If you look at it from a simplicity point of view, I would categorize them the following way

• A) Input queue per service: As the message source needs to actively route messages to a given destination queue, it is fairly simpel to implement business processes or workflows (what I assume your pipeline is going to represent) using a routing pattern (either static routing or dynamic f.e. using a routing slip pattern
• C) Store and forward: Again routing is an explicit part of your implementation, so both static and dynamic routing patterns are possible, however the practical implemenation is harder as you need to build and manage a messagepump that transfers messages from the transfer queue (output) to the destination queue and the associated need to flow context from the message source into the message pump. (Shameless plug: NServiceBus is a framework that can take away the complexity for you and make this scenario as simple as A)
• B) Output queue per service: Each service needs to be setup to explicitly read from another's queue, this approach would only allow static routing as the routing rules are embedded in where you read from only (this severely limit you from a functional perspective)

If we take ServiceFabric's implementation details into account, then I assume you want to make use of the IReliableQueue implementation? This implementation has some shortcomings though, that make me wonder if these patterns can actually be implemented properly on ServiceFabric's native storage infrastructure.

1. The storage infrastructure is only available on Statefull services, so Stateless services (like Rest API's or other protocol termination gateway's) cannot be part of the pipeline (usually you want one of these as an entry point)
2. Only 1 thread can access a reliable queue at the same time, so it is impossible to write and read from the same queue at the same time. This severely limits throughput of the queue.
3. Accessing a reliable queue requires a local transaction, but these transactions are limited to a single partition.
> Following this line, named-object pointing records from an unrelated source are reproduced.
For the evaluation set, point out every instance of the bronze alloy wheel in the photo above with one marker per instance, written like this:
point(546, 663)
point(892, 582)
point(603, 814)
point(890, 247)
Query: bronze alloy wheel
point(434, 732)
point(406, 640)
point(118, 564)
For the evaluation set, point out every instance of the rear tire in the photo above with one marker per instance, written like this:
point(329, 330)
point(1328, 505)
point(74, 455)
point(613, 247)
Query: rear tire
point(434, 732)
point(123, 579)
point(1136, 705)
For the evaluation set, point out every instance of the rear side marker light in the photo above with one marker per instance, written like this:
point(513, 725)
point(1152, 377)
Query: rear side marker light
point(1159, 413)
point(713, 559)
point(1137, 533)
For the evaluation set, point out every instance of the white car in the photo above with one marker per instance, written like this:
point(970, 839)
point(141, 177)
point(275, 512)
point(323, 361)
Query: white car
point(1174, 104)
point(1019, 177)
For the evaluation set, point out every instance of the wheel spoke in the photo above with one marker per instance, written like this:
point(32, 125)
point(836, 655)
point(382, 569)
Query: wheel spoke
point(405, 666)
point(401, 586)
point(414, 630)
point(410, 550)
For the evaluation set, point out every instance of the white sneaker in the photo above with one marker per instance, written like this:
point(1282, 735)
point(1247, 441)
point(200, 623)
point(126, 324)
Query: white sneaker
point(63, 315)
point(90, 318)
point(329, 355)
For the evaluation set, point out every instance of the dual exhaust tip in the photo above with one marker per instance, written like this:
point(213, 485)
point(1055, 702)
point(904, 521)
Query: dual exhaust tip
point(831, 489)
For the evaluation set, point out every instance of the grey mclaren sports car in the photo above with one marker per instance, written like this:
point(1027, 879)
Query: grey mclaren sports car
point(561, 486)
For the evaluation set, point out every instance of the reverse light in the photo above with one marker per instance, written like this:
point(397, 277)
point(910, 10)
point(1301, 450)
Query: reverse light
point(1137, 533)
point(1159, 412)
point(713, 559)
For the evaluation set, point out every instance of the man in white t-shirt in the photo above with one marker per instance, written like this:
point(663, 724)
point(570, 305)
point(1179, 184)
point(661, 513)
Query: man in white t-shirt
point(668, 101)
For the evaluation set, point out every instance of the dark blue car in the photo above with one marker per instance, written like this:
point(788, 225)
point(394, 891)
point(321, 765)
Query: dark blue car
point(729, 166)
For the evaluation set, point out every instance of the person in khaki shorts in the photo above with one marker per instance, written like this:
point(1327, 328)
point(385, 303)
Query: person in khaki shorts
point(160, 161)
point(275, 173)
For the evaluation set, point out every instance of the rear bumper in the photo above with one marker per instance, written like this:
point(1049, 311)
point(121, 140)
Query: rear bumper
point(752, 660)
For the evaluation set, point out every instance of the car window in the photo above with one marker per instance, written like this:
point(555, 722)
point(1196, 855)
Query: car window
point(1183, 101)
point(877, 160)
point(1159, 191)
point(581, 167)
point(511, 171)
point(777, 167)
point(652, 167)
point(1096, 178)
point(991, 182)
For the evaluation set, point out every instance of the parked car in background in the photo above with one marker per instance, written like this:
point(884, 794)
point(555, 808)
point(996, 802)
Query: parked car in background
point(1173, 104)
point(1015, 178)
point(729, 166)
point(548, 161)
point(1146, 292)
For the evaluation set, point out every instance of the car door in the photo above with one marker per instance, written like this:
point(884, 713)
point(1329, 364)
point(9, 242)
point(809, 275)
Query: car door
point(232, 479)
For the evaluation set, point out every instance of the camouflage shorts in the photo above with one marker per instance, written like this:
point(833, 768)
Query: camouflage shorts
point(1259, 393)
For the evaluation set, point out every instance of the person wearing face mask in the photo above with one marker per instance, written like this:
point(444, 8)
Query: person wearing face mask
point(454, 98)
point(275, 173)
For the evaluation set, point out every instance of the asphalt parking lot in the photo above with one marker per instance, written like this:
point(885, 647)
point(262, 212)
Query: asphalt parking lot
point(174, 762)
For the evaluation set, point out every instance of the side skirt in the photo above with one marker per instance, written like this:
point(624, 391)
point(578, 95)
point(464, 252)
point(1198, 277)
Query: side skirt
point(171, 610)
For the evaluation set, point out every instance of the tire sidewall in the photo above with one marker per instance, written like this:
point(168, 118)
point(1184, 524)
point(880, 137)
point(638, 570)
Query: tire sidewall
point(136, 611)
So it's also impossible to scale out your statefull services to create a competing consumer pattern.

Given these shortcomings, I'm still inclined to use another type of queueing infrastructure for SF Services instead of SF's persistence model, for example Azure Service Bus or Azure Storage Queues (Which NserviceBus allows as well).

In short, I'll support both A and C, with a slight preference for C, but I'm not convinced about using reliable queues as an implementation until these shortcomings have been resolved.